Saturday, September 14, 2013

Companies Act 2013 and the draft Rules: towards better corporate Governance

The Companies Act 2013 has already been passed by both the houses of the Parliament and has also received the assent of the President. The government is expected to announce the date from which the specific section of the new Act will come in force. The government has also notified on 9th September, 2013 the draft rules for 16 chapters of the Companies Act, seeking public comments by 8th October, 2013, so that the Rules can be notified, probably simultaneously to the notification of relevant section. The Government has notified certain sections already.
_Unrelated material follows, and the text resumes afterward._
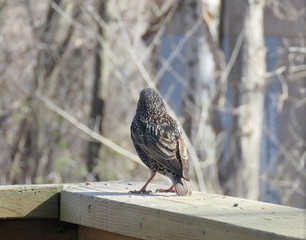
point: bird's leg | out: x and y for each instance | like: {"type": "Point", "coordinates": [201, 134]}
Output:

It is important for the chartered accountants fraternity and the society to appreciate the major challenges and opportunities arising out of the new law:


  1. Consolidated Financial Statements have been made mandatory for all companies having one or more subsidiaries.
  2. Cash flow now mandatory for all companies.
  3. A new Schedule-III has been prescribed in the Act for preparation of financial statements and consolidated financial statements, in place of currently prevailing Schedule-IV.
  4. Appointment of Chief Financial officer in specified companies.
  5. Limit of 20 maximum number of companies a CA can Audit
  6. Every listed Company, every Public Company having a paid up capital of Rs10 crore or more or Public company having loans from banks / financial institutions of Rs 25 crore or more shall mandatory appoint an Internal Auditor.
  7. The auditors will be appointed for a period of 5 years subject to annual ratification. Even an LLP can also be appointed as Auditor.
  8. In case of listed companies and the specified class of companies mandatory auditors' rotation will apply. In case of an auditor who is holding office as auditor prior to commencement of this act, such holding period shall be taken into account in calculating the period of 5 years or 10 years as the case may be, as has been provided for mandatory rotation of individual or firms of auditors respectively. The break in terms for a continuous period of 5 years is required, after rotation.
  9. Audit firms working under the same network or are operating under the same trade mark or brand or associated with outgoing auditors will not be allowed to perform non audit services.
  10. The auditors once appointed for a period of 5 years can be rotated or retired only with prior approval of Central Government and prior special resolution of the shareholders.
  11. The auditors and their relatives or partner should not be indebted to the company or subsidiary or associate company in excess of Rs One lakh. The relatives should not hold security of face value or interest in the company in excess of Rs One lakh.
  12. Auditors report shall mandatory include the views and comments on:

  • Impact of any pending litigation on financial position
  • Foreseeable losses on long term contracts/ derivative contracts;
  • Delay in depositing money in Investor Education and Protection Fund (IEPF) of the Company
  • Auditors have been mandated to report any offence involving fraud which is likely to be reported to the Central Government
  • Material fraud has been defined, even immaterial fraud need to be reported in case the Audit committee or Board is not taking any action. Such report should be submitted by the auditor by registered post or email to the Govt. in the prescribed format.
The desire of the Government is to improve corporate Governance by increased compliance's and heavy penalties and punishments in case of fraud. The growth of corporate sector will pave the way for sustained growth of Indian economy. We welcome the new law.